A desfaçatez como arma de ludibriar
Colunista

A desfaçatez como arma de ludibriar

As aparentes serenidade e humildade do vice-primeiro-ministro (muito enfatizadas pela, cada vez mais escassa, caterva do costume), em entrevista ao Jornal de Domingo da TCV, procurou ocultar o atrevimento de Olavo Correia em escarnecer, em horário nobre, da inteligência dos cabo-verdianos. Sem-vergonhice parece ser a palavra adequada para definir um governo em final de ciclo, que, mesmo recorrendo aos artifícios da propaganda, não consegue dar resposta para coisas tão óbvias como sejam a desastrosa política de transportes, o descartar do interesse público e o atentado à soberania nacional. 

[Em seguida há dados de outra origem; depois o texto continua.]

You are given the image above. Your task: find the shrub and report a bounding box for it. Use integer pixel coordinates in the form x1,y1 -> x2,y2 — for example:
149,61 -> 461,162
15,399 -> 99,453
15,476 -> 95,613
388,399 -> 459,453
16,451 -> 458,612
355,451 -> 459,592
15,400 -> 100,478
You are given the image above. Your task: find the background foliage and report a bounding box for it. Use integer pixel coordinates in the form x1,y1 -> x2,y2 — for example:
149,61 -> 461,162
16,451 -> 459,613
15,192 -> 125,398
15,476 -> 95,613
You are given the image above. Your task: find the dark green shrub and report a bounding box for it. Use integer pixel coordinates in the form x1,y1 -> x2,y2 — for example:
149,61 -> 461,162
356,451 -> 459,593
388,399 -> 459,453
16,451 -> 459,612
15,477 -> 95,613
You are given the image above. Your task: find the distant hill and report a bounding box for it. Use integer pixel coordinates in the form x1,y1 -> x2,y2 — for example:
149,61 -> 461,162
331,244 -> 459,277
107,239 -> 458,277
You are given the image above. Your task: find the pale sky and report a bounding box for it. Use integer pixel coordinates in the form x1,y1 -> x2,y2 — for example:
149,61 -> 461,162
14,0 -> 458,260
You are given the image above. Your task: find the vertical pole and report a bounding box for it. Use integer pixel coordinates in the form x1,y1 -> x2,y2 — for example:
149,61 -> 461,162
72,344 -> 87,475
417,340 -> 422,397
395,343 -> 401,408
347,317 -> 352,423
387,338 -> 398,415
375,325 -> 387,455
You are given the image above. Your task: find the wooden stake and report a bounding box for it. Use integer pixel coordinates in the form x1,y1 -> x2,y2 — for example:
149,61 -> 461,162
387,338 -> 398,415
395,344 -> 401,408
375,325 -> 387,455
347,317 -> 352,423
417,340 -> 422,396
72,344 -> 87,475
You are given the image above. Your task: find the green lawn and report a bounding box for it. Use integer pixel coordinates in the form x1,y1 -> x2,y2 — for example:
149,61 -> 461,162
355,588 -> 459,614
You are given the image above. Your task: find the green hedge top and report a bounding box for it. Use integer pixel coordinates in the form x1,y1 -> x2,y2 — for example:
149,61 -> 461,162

A narrativa de Olavo Correia parece não ter tido o efeito pretendido, já que não respondeu a questões-chave colocadas pela jornalista, passando à margem do aprofundar de cada questionamento e, mais grave ainda, pôs em causa declarações de José Gonçalves, insinuando que o ex-ministro do Turismo e Transportes e ex-ministro da Economia Marítima teria conhecimento do embuste cozinhado no próprio Ministério das Finanças, levando à alteração de uma minuta de contrato aprovada pelo Conselho de Ministros.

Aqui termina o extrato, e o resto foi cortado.